I just read an interview given by Hilla Becher to the German Süddeutsche Zeitung Magazin and translated by Joerg Colberg on his blog
I don't want to explain who Hilla Becher is here, but the interview is interesting, and worth reading. However I'd been reading several things this morning and the following exchange caught my attention. (Please bear in mind this is taken out of context of the whole article as it appears on Joergs site)
SZ: So then he took photos?
HB: Right. He borrowed a 35mm camera and took photos, to use them for his sketches. That's how it started, photography as the means to an end.
SZ: That sounds like the mentality of a historian or someone archiving things. Did you consider yourselves as artists at all?
HB: What is an artist? Calling yourself an artist does not make you one, that's for others to decide. It doesn't make any sense to say: I am an artist!"
The interviewer brings into question what makes an artist, and gets a bit of a rebuff. This chimed in with the other things I'd been reading, or remembering.

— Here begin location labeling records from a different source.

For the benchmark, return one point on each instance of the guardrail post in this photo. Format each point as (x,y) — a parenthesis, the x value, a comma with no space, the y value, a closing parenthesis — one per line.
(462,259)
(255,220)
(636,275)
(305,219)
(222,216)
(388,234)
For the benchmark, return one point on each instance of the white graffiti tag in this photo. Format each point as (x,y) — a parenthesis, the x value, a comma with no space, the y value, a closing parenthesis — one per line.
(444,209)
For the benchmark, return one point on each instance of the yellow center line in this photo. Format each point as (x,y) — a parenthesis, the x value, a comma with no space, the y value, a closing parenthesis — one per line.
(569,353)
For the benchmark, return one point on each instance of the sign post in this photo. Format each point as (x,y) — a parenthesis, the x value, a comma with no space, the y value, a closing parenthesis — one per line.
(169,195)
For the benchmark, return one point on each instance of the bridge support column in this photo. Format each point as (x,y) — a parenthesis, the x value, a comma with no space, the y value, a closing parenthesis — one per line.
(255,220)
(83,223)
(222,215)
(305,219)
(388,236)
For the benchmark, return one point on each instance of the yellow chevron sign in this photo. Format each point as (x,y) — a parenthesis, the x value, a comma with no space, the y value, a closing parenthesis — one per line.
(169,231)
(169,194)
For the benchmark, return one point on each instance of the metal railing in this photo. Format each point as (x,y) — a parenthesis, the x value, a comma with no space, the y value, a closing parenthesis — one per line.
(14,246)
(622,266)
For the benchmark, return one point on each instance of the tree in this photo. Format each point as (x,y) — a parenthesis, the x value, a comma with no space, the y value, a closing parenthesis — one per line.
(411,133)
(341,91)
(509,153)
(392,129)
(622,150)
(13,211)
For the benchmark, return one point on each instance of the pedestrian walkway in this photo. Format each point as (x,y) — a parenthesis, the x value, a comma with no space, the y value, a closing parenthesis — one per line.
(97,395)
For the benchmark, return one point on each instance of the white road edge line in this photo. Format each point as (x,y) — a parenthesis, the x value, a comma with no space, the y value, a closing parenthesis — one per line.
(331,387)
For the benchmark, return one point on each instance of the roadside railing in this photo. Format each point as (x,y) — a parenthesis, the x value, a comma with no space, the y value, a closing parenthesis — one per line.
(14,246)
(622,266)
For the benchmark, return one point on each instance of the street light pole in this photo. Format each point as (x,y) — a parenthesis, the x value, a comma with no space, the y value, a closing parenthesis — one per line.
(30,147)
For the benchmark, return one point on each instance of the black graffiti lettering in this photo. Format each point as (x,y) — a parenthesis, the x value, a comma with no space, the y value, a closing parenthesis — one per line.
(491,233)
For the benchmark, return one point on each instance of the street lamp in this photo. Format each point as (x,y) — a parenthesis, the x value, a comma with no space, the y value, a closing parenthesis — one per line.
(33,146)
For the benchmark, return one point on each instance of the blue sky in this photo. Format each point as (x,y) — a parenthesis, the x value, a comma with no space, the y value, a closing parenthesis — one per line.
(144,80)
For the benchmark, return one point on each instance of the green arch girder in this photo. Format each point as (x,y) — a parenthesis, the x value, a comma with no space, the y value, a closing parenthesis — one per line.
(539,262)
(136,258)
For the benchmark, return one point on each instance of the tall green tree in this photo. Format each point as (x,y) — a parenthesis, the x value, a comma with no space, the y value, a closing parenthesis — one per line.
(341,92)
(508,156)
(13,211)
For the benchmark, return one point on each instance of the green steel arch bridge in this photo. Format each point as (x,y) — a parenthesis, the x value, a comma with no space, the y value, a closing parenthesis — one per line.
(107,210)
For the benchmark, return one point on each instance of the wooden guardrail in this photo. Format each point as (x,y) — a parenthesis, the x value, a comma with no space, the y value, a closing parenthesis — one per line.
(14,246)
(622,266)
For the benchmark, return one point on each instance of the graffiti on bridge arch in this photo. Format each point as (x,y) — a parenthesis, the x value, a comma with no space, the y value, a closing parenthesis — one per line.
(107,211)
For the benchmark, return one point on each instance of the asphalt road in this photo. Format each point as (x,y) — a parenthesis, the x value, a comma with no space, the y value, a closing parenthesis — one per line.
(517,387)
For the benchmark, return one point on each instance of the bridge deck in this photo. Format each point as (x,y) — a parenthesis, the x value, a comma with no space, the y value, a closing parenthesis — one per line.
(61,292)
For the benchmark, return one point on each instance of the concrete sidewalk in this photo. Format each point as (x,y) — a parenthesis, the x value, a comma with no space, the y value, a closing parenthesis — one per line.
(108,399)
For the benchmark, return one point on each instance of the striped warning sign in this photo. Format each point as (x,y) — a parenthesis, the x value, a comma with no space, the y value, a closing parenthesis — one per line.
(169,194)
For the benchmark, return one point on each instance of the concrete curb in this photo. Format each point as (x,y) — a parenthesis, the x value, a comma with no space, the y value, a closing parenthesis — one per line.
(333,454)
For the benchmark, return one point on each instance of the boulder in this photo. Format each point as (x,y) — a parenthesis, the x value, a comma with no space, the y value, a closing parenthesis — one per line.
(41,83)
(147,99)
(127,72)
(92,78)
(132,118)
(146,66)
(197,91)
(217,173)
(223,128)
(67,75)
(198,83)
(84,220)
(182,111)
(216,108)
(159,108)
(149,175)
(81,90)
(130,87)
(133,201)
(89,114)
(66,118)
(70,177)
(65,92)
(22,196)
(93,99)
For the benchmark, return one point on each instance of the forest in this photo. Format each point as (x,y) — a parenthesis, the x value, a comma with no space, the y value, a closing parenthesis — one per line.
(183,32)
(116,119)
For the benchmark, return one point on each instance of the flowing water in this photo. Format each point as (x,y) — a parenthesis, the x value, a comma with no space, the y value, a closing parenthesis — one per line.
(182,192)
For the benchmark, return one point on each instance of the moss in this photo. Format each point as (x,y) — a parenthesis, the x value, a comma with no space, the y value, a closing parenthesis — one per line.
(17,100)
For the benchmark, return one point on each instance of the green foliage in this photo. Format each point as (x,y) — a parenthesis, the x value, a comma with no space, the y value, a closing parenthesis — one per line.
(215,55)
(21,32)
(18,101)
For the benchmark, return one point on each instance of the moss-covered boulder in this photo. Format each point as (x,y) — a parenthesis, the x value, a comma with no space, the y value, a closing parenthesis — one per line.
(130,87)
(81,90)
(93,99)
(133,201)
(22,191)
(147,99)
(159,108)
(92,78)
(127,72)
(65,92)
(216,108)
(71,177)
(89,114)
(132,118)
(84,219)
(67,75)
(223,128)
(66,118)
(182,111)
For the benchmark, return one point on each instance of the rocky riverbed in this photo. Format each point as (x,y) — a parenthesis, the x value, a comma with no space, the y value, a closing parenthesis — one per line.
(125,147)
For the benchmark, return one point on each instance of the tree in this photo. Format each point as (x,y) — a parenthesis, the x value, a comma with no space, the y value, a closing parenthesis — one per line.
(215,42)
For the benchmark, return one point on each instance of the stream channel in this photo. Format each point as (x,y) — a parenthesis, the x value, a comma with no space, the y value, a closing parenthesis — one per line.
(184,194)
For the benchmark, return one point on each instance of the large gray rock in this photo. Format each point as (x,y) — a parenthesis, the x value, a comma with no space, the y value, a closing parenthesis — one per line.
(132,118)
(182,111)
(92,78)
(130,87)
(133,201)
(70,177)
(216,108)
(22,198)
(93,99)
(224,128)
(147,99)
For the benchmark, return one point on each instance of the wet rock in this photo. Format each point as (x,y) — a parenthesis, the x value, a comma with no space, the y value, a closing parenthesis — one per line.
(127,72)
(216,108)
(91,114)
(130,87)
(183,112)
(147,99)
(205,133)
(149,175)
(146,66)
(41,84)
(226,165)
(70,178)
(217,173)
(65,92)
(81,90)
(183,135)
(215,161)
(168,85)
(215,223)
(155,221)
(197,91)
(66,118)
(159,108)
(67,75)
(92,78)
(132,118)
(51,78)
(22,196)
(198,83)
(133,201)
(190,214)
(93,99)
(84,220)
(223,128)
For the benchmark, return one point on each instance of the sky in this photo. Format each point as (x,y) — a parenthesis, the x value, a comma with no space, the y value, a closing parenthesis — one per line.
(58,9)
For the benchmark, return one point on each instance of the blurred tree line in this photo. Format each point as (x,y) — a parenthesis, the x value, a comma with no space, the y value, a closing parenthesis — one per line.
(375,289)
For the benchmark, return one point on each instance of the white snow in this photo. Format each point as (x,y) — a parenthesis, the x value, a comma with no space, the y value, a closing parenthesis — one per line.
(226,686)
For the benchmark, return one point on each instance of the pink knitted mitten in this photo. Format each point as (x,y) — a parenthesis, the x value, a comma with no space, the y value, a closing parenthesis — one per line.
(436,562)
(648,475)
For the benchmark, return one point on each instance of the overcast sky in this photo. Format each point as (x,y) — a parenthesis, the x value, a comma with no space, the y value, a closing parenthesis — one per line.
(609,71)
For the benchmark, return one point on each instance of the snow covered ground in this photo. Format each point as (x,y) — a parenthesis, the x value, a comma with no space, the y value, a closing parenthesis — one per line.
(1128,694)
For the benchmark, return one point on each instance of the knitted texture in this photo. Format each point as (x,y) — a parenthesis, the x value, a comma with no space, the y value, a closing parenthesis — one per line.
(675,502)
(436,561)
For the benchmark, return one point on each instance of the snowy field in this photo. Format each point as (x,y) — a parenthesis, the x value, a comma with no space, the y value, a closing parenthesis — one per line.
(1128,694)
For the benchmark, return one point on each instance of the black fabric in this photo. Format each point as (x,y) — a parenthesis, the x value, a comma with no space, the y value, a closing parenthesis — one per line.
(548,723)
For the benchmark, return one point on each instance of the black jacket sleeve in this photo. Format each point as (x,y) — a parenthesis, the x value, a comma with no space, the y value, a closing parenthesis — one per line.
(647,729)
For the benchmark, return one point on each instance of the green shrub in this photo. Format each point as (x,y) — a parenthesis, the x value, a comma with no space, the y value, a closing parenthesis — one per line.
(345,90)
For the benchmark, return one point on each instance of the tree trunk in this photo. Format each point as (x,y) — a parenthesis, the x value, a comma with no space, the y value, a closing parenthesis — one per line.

In E H Gombrichs "The Story of Art" he disarmingly tells us at the start that there is no such thing as art, only artists. Art is what artists do... This bears thinking about. It supposes that we do not have rules against which some artifact is judged, and then considered art, or not art. And after that, art, but not good art. Thank goodness! However it supposes that we have criteria that enable us to decide who is an "artist". And whatever they do, be it the Sistine Chapel or pissing in the street is then art. On the whole, I prefer the latter.
In either case, however, there must be some kind of panel somewhere which judges. That is what Becher is alluding to when she says "That is for others to decide". But what others? The photographer Josef Koudelka is well known for his reticence - "I just take photographs - what they mean is up to others" What they mean, and whether they are "art" is subtly different, although I would like to think that art involves meaning in some way, Does he have some kind of jury in mind? I don't think so. Who then are the arbitrators in todays world - the public, the wealthy patrons, the punters/commentators/critics? There is no objective value in "art". The loudest voices or the deepest pockets decide.
Sometimes an "artist" has a view. Picasso had been elevated to this ephemeral position at the time he commented on Bonnard's paintings, something mentioned in Michael Kimmelmans "Accidental Masterpieces". He didn't rate Bonnard, his art was outdated and couldn't stand with the progressive work characterised by his own. This was bullying, from a position of power, but also an indication of fashion - that other decider in what is "art" at any given time. Bonnard is on the up, but whether he will replace his critic is still down to "others".